Hospitals coping with drug shortages
TRENTON, N.J. – U.S. hospitals are coping better with ongoing shortages of hundreds of medications, but a new survey indicates that obtaining drugs from alternate sources is costing them a lot of money they can’t spare.
Premier Inc., the hospital group that did the survey, conservatively estimates that cost at $230 million a year for the country’s 5,000 hospitals, on average, from 2011 through 2013.
“The total impact is likely much higher,” said Mike Alkire, chief operating officer of Premier, an alliance of 2,900 hospitals and nearly 100,000 other health care providers that helps them improve performance and arranges discounted contracts with manufacturers for nearly all the generic drugs they buy.
That’s because the $230 million doesn’t include costs for many additional staff hours searching for scarce drugs, or having to purchase drugs from manufacturers or wholesalers with whom the hospitals don’t have contracts giving discounts. All those costs come out of hospitals’ already razor-thin profit margins, because their own contracts with Medicare, Medicaid and private insurers don’t allow passing on the higher costs.
Shortages of drugs, particularly cheap, generic injectable drugs, have escalated since 2005. The scarce drugs include the workhorses of hospitals, outpatient surgery centers and cancer clinics: antibiotics, painkillers, anesthesia and sedatives for surgery, chemotherapy and heart drugs. Recently, there’s a serious shortage of intravenous fluids and nutrients, including simple saline solution, needed for patients too ill to eat or drink.
The number of new shortages began dipping in 2012, and more hospitals in the survey reported only having to deal with shortages of five or fewer drugs now, as the number of hospitals grappling with six or more drug shortages is declining. But many shortages persist for years, so the total keeps climbing.
Still, hospitals have been adapting, using strategies from frequent communications on shortages and adding backup inventory to rationing some scarce drugs and implementing safety measures for alternative medicine choices to prevent errors.
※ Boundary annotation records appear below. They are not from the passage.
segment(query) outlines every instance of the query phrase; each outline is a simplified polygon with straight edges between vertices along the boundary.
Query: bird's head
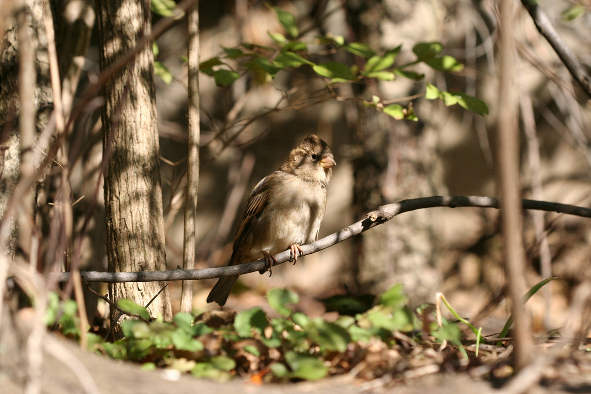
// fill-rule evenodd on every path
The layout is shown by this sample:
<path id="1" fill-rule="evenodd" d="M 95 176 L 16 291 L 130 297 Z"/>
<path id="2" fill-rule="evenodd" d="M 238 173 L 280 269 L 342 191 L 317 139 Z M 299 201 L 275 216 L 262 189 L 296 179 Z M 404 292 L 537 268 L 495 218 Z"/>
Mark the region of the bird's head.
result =
<path id="1" fill-rule="evenodd" d="M 326 185 L 336 165 L 332 151 L 326 142 L 314 134 L 304 138 L 290 152 L 287 161 L 280 170 L 304 180 Z"/>

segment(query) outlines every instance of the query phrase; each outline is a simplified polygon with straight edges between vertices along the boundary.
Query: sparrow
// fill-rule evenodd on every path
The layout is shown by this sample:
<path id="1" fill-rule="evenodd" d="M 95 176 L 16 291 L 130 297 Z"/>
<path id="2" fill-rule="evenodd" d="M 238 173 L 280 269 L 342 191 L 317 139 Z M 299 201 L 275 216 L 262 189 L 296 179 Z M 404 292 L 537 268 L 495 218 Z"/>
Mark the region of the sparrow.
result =
<path id="1" fill-rule="evenodd" d="M 326 186 L 336 165 L 326 142 L 311 135 L 290 152 L 279 170 L 264 178 L 248 197 L 244 217 L 234 235 L 228 265 L 264 258 L 269 271 L 277 263 L 273 255 L 290 249 L 294 264 L 300 245 L 314 242 L 326 208 Z M 226 304 L 238 275 L 220 278 L 207 302 Z"/>

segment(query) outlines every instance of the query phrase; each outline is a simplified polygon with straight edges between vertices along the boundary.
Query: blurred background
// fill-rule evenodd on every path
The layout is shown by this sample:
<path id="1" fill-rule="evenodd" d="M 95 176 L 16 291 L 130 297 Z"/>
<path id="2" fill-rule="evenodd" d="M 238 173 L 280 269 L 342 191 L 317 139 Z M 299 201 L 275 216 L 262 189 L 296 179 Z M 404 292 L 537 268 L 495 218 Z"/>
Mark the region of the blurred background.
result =
<path id="1" fill-rule="evenodd" d="M 278 73 L 271 83 L 256 83 L 245 73 L 227 87 L 200 79 L 202 163 L 197 223 L 196 268 L 225 265 L 234 231 L 250 191 L 275 170 L 302 138 L 311 133 L 326 141 L 337 164 L 328 187 L 328 203 L 320 237 L 365 217 L 380 205 L 433 195 L 494 197 L 495 130 L 498 93 L 497 2 L 492 0 L 297 0 L 270 2 L 296 16 L 300 40 L 311 60 L 353 66 L 350 53 L 326 50 L 315 37 L 332 34 L 347 42 L 368 44 L 378 53 L 402 45 L 397 64 L 414 60 L 418 42 L 440 41 L 443 54 L 465 65 L 444 74 L 424 65 L 414 70 L 425 79 L 341 84 L 342 95 L 383 100 L 424 92 L 426 82 L 441 90 L 463 92 L 484 100 L 484 117 L 457 105 L 420 97 L 412 102 L 418 122 L 395 121 L 355 100 L 327 99 L 314 105 L 275 108 L 290 92 L 311 97 L 324 87 L 309 68 Z M 591 4 L 586 0 L 543 1 L 559 34 L 583 64 L 591 64 Z M 268 34 L 282 32 L 266 2 L 220 0 L 200 2 L 201 61 L 223 53 L 223 48 L 246 42 L 274 45 Z M 520 103 L 521 175 L 524 198 L 590 206 L 591 106 L 573 83 L 552 48 L 536 30 L 530 15 L 515 2 L 517 37 L 515 89 Z M 579 7 L 578 8 L 577 7 Z M 577 17 L 571 19 L 573 11 Z M 578 10 L 578 11 L 577 11 Z M 566 12 L 566 13 L 565 13 Z M 570 12 L 570 13 L 569 13 Z M 154 22 L 158 17 L 154 15 Z M 157 80 L 160 162 L 169 269 L 182 266 L 183 191 L 187 155 L 186 19 L 157 42 L 161 62 L 172 75 Z M 85 56 L 77 91 L 98 74 L 96 32 Z M 228 59 L 228 64 L 238 63 Z M 85 154 L 71 174 L 73 200 L 92 196 L 102 152 L 99 112 L 77 125 L 87 133 Z M 242 126 L 248 122 L 248 126 Z M 104 208 L 99 206 L 85 240 L 84 269 L 104 270 Z M 90 199 L 74 207 L 82 226 Z M 524 213 L 527 284 L 560 276 L 528 304 L 537 333 L 560 327 L 573 286 L 589 279 L 591 222 L 551 213 Z M 547 236 L 547 242 L 543 242 Z M 431 209 L 404 213 L 361 236 L 284 264 L 272 276 L 241 277 L 225 307 L 240 310 L 265 304 L 265 292 L 284 286 L 300 296 L 298 308 L 312 316 L 330 315 L 318 301 L 337 295 L 378 294 L 402 282 L 411 305 L 433 302 L 442 291 L 463 315 L 486 318 L 479 324 L 498 332 L 509 310 L 498 212 L 477 208 Z M 206 297 L 214 280 L 195 282 L 193 307 L 203 312 L 218 308 Z M 102 288 L 106 292 L 106 286 Z M 173 312 L 178 310 L 180 282 L 170 284 Z M 495 301 L 495 300 L 496 300 Z M 104 314 L 99 304 L 98 313 Z"/>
That hasn’t stopped them all.
The Premier survey in December and January found that 90 percent of the 124 hospital pharmacies responding had dealt with at least one drug shortage in the prior six months that might have caused an error in patient care – barely down from 91.4 percent in a similar survey in 2010.
In 2011, The Associated Press documented at least 15 patient deaths over the prior year due to mistakes from having to use an unfamiliar substitute treatment.
And in a report earlier this month on the problem, the U.S. Government Accountability Office wrote, “From prolonged duration of a disease, to permanent injury, to death, drug shortages have led to harmful patient outcomes.”
Causes of the shortages include manufacturing quality problems, such as bacterial contamination and particles in vials of liquid medicine, that have resulted in medicine recalls and shutdowns of manufacturing lines and even entire medicine factories. Because profit margins on generic injectable drugs are so low, there are only a handful of manufacturers making them, so when one stops producing a drug, often there isn’t enough capacity in the system to compensate.
In the last couple of years, the Food and Drug Administration set up a unit focused on preventing and resolving drugs shortages. It works with other manufacturers and occasionally approves overseas manufacturers who can supply drugs that are scarce or unavailable.